接过墨迹未干的帛纸,刘宏仔细看了一遍后,朝曹节道,“算你有心,朕便饶你一命又何妨,日后做个布衣,好好调教家中子弟。”说完转身离去,在帐外留下了四名贴身执金吾和白日里对曹节用刑的羽林郎官及其部下兵士。
“恭送陛下。”伏身在地的曹节嘶哑着喉咙道,他出卖了其他人,不过那又如何,只要活着,就还有东山再起的机会,天子容不得宦官乱政,同样也容不得外戚干政。
第七章 威仪
陪在祖父身边,司马防不时回答着有关天子的种种话题,当被问及刚才营内的哀嚎声时,司马防颇为快意地道,“中常侍曹节冒犯天子,被天子命人杖责。”
“打得好。”司马量虽然还乡多年,可是骨子里还是士人脾气,先不说党锢之祸,光是宦官把持朝政就让他愤恨不已,国家大事岂容这些阉人插手。
进了天子营帐,司马量毕恭毕敬地要跪下行礼,他曾为豫章太守,可是也没见过天子几面,更遑论是天子亲自召见。
“大人(汉时对老者,长者的敬称)不必多礼。”刘宏让身旁的郭喜扶住了司马量,不过却奈何不过司马量的执拗,只能由这个已经八十岁的老人给自己行了君臣大礼。
“夫威仪,所以兴君臣,序六亲也。若君亡君之威,臣失臣之仪,上替下陵,此谓大乱。大乱作,则百姓受苦,天子当慎哉。”司马量跪坐后,却是一脸正色道。
“大人之言,朕受教了。”刘宏看着面前认真的司马量,知道这位老人所担忧的事情,自孝和帝后,正是天子威严日衰,君亡君之威,才导致外戚宦官弄权,天下日渐残破。
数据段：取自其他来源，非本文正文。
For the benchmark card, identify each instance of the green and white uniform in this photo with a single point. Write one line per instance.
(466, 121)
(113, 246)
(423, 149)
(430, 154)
见天子虚心受教,司马量心中大为感动,但凡刘宏所询,他无不尽心回答,渐渐地他也看出了天子虽年少,但却绝对称得上英睿二字,看似寻常的民生问题,却直指大汉如今的弊端所在,豪强兼并土地,导致百姓流离失所,而使得仓禀不实,库府空虚,国家衰弱。
当司马量离开天子营帐时,长长地叹了口气,对身旁的司马防道,“天子目光长远,你要好好侍奉天子,谨守我司马氏的庭训。”